I looked at the grass at the edge of the tiny, sun-bitten yard.

Tire prints marked the gravel and dirt. Star had taken the pickup with my phone in it. Possibly not taken. Possibly Jeremy had given her the keys.

“Cole, I think we have to talk about this.”

“You don’t want to know, Jeremy. You really don’t.”

“I think I already do, though.”

I stared off down the dusky street. Way, way down the street, a little boy was tooling around on a faded blue bicycle.

What a safe place this neighborhood seemed like. It was somehow more like California than the rest of L.A. More like the land itself. Like the dry stucco and faded wood houses and the dust-covered cars had slowly been pushed up from the dry landscape by generations of heaving quakes. It wasn’t that I liked it better than the rest of Los Angeles. It was just that it seemed like it required less work to keep it looking like this.

It seemed like a place that wouldn’t notice you as much if you had a day off or got old. It seemed like a place where it might get dark at night.

Jeremy said, “Do you know what makes it bad? It’s that you do it alone. It’s that you lock yourself in a bathroom. It’s not the thing itself. It’s that you make it secret. It’s that you only do it when you’re upset.”

I didn’t move. I just kept staring at the little boy making uneven circles at the end of his short driveway. I felt as if the world was being crumpled like paper around me. Even if I could figure out how to open the sheet back up again, it would always be wrinkled.

“There are other ways to be unhappy, Cole. There are better ways to cope than just pulling the plug on your brain.”

My voice was rougher than I expected it to be. “I’ve been trying.”

“No, you’ve been happy. You haven’t had to try until now.”

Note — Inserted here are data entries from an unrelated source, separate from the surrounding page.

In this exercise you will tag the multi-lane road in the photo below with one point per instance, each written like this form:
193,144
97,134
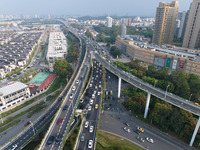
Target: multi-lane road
91,105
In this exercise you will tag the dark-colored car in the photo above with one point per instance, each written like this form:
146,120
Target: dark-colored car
50,140
83,137
58,139
27,123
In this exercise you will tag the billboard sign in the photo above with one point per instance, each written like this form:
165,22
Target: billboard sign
181,64
159,61
174,64
168,63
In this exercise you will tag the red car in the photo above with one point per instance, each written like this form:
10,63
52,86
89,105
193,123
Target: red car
60,121
27,123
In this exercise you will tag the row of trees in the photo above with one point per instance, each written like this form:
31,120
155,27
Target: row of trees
115,52
178,82
109,34
165,116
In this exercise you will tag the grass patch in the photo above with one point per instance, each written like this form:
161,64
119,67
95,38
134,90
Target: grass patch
106,141
71,141
9,126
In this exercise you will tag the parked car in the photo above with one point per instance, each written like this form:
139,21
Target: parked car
127,129
150,140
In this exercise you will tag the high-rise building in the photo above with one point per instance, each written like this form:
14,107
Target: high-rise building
192,31
183,18
109,21
165,23
123,30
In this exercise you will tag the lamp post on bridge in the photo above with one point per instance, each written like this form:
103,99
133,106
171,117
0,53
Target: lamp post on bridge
166,90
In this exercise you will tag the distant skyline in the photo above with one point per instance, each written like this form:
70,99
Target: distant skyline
86,7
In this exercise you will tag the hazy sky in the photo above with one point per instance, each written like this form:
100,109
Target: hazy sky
85,7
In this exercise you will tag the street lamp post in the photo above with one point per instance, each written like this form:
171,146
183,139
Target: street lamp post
190,97
33,127
1,118
166,90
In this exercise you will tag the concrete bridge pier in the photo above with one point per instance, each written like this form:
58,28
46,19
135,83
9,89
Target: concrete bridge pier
195,132
147,105
119,86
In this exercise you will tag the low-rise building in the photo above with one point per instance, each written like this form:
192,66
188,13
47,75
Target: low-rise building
12,94
174,59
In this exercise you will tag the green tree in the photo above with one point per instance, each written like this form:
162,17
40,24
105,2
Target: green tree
179,80
88,34
194,83
62,68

I didn’t answer. There was no point arguing. He knew me as well as I knew myself. He’d played bass for my thoughts for three albums.

“Victor’s dead,” I said.

“I know. I guessed.”

“It’s my fault. The whole thing. I got him into it.”

“Victor got himself into it,” Jeremy said. “We were all kids from New York. I didn’t follow you down any rabbit holes.

Victor would’ve gone without you.”

I didn’t believe that. I was very persuasive.

“How do you do it?” I asked.

“I just live, Cole. I don’t go away in my head. I deal with the crap as it happens, and then it’s gone. When you don’t think about it, it lives forever.”

I closed my eyes. I could still hear the little boy riding his bicycle down the street. It made me think about the boy on the roof, the one who had crashed his plane because it wasn’t about the landing, it was about the flying.

“I always thought you’d be the one who died,” Jeremy said.

“I kept thinking one day I’d get the call while I was sleeping. Or I’d come to get you in your room before the show and I’d be too late. Or I —”

He stopped, and when I turned to look at him, still crosslegged on the hood of the Mustang, his eyes were shiny. He blinked, and two tears shot down his face, fast and shiny as mercury.

It was possibly the worst and best that I’d felt in my life. I didn’t know what to say. Sorry? I hadn’t meant to hurt anybody else?

“Nobody told me it would be this hard,” I said.

“Why is it always harder for you?”

I shook my head. I didn’t even know if it really was harder for me, if I was just a flawed model. I wiped my nose with my arm and pointed to the Mustang beneath Jeremy.

“That’s a thing,” I said.

“Yeah,” Jeremy said, his voice much different. “Yeah, it conveyed with the house. It came with a trash compactor, too, but Star broke it.”

We both sighed.

“There she is,” said Jeremy as his pickup truck appeared at the bottom of the hill. It stopped beside the little boy, and the kid came over to talk to Star through the driver’s window. I saw her long brown arm hanging out of the side of the truck, bracelets hanging around her wristbone, and I saw her hair hanging in hanks on either side of her face, and the kid on his busted bike keeled over talking to her with his hair all scruffed up.